お坊さんのルール:「他宗教を否定しない」「自殺を誘発しない」
hasunohaでは、お坊さんたちが守るべきルールが明確に定められている。
- 他宗教や他宗派の否定をしない
- 他宗教や他宗派を否定するような発言は禁止。
- 自殺を誘発する回答をしない
- 切羽詰まった相談者に対する対応には特に注意を払う。
さらに、お坊さん同士で相談内容を共有し、互いにフォローし合う仕組みも導入している。
コロナ禍で果たした役割
hasunohaは、コロナ禍においてまさに「現代の駆け込み寺」としての役割を果たした。SNSで悩みを投稿することすらできない人たちが、密かに救いを求める場となっているのだ。

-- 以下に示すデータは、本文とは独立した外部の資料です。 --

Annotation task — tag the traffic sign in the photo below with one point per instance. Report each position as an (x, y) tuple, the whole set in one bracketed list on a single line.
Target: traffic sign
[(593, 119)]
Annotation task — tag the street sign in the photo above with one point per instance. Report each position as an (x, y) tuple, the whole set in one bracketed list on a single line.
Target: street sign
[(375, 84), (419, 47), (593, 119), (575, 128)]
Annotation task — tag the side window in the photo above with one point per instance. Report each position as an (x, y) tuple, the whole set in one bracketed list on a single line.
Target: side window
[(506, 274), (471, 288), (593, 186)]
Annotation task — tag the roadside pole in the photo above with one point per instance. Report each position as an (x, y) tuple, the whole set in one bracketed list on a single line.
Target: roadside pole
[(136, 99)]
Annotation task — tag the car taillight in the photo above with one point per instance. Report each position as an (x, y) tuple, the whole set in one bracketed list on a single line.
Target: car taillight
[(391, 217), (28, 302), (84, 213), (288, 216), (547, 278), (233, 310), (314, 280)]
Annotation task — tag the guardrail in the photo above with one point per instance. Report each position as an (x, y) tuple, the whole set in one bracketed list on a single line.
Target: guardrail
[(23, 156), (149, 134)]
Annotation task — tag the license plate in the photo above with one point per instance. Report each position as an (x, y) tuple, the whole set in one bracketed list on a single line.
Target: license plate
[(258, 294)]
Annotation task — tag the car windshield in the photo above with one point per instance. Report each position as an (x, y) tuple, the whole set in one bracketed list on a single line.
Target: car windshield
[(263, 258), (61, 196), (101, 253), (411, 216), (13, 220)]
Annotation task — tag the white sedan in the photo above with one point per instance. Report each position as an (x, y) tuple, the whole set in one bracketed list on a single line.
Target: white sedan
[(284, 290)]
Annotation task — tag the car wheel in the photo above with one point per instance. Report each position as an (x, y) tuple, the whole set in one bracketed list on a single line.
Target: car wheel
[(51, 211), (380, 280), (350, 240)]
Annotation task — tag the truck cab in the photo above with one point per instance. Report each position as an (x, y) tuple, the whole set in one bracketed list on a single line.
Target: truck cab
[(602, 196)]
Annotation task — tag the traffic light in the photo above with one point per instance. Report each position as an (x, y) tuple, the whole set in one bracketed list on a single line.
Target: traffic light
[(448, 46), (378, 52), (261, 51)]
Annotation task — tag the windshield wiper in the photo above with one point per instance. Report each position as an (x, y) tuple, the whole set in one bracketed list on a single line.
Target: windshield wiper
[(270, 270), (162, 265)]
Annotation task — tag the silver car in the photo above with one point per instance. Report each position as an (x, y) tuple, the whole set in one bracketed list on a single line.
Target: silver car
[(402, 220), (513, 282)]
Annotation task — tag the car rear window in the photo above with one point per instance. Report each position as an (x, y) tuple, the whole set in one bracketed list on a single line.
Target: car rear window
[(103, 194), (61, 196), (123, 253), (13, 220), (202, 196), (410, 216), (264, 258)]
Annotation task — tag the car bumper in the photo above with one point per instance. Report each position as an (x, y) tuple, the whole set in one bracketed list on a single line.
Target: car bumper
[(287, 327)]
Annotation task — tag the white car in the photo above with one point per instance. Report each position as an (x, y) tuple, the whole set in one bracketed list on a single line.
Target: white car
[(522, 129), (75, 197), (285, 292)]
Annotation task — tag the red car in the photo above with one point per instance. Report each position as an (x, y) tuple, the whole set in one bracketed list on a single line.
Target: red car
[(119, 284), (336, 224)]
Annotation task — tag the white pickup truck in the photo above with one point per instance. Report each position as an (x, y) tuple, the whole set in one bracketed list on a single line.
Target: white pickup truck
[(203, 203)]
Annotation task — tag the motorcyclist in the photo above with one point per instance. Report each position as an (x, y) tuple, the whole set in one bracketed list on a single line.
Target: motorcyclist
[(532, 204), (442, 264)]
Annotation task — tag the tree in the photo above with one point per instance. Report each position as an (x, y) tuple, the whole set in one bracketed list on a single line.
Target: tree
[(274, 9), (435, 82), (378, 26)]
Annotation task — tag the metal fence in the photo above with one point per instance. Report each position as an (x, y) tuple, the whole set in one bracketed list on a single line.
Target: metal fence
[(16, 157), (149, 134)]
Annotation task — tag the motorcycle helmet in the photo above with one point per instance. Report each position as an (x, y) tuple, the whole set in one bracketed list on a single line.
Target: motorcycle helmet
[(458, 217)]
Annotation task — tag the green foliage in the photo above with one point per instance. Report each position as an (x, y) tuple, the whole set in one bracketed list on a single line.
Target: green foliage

「命に関わるほど切迫した相談には、行政機関や専門機関を紹介することもあります。でも、最初の一歩を踏み出す場としてhasunohaがあることが重要なんです。」
未来への展望:悩みとともに歩むhasunoha
hasunohaは、インターネット時代の「駆け込み寺」として、多くの人々に寄り添ってきた。堀下氏は今後も、この活動を広げていきたいと考えている。
「お坊さんたちの力で、ネットの世界にも心のつながりを作りたい。それが実現できていることが本当に嬉しいです。」
悩みを抱える人々の声に応えるhasunohaの活動は、これからも続いていく。